All authors eventually face this at some level. My Waterloo was the phrase, "kick butt," which I penned in the original manuscript for my book, Imagine That, to humorously describe a scene from the seventies TV show, "Kung Fu." Late in the editing process, my publisher asked that I change the phrase to something more benign, like "beat up." While it wasn't a deal-breaker by any means, I felt that their phrase completely loses the meaning of what I was trying to say. So we compromised with the term "whomp" which is a made-up word—and an inside joke that they didn't get—coined in the Saturday morning cartoon, "Recess." (If you have ten minutes to spare, I highly recommend this clip for some surprisingly refreshing perspective.)
I've blogged before on the importance of being honest in our art. Artist Edward Knippers states, “The believer’s art should be rooted in the rich soil of believing that humanity is far worse off than we think and God’s grace extends far beyond what we can imagine.” Art, if it aspires to Truth, must be real in portraying the realities of a sin-bathed world as well as God's great love for that world. If this is true, then being truthful to these realities must occasionally mean that we will use words like "vagina" and "butt" and other vulgarities. Certainly the Bible—the divinely-inspired but also R-rated Story of God in the universe—does not shy away from such realities.
Or to be more crass, let me quote Rachel Evans herself: "...if Christian bookstores stuck to their own ridiculous standards, they wouldn’t be able carry the freaking Bible."

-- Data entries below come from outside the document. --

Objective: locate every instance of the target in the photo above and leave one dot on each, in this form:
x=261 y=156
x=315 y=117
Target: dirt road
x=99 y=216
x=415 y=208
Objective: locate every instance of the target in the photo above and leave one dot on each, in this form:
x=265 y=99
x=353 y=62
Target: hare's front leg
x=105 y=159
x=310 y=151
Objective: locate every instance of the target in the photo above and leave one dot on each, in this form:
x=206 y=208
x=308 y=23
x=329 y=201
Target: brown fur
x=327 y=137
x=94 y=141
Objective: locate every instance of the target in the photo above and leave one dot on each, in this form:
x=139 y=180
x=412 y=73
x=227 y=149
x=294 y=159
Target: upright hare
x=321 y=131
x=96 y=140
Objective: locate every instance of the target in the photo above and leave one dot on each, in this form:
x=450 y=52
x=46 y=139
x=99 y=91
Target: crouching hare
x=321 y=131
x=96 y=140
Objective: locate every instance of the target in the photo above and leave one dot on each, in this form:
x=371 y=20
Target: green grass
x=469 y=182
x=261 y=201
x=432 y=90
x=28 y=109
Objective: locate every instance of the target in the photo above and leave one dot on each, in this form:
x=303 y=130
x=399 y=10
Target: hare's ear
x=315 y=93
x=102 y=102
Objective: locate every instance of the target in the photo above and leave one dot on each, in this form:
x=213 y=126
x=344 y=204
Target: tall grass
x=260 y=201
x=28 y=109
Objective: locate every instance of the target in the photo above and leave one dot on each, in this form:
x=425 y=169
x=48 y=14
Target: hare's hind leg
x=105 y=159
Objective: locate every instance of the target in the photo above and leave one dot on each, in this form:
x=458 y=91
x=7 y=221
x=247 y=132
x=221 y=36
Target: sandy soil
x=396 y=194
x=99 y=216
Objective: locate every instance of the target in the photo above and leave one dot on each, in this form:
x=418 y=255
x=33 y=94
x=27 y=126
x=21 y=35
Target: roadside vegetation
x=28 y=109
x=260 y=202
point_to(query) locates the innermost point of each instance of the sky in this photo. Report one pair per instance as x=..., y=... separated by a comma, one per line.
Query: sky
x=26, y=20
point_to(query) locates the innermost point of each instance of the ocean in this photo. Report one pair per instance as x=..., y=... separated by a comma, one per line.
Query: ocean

Which brings me to the second thing, money. Christian publishers, like all publishers, are motivated primarily by finances. They have to be. They are in the business of selling books, and the people who run these businesses have mortgages to pay and families to feed. So loss of sales becomes this unspoken but all-pervasive threat that Christian publishers always feel. The easy road for publishers is to simply avoid the controversies, the boundary markers, which might stir up the conservative segments of their audiences. To state the obvious, we as authors and readers must understand that the Christian book industry primarily functions—for better and for worse—as an industry. And one corollary to that is that the best books are not always published, but the most popular (and often benign) books most certainly are.
So where does that leave us? Ultimately, we Christians finds ourselves squarely along the path of missing the point once again. Evans' book will not be known for what it was written for — as an experiment in Christian complementarianism — but as "the vagina book." Those conservatives who oppose the book will unwittingly add to its sales, fueled by a titillated public. Christian evangelicals have once again displayed that we define ourselves according to what we are against, not what we are for. And the secular public and media will have one more excuse to poke fun at the ignorant Christians.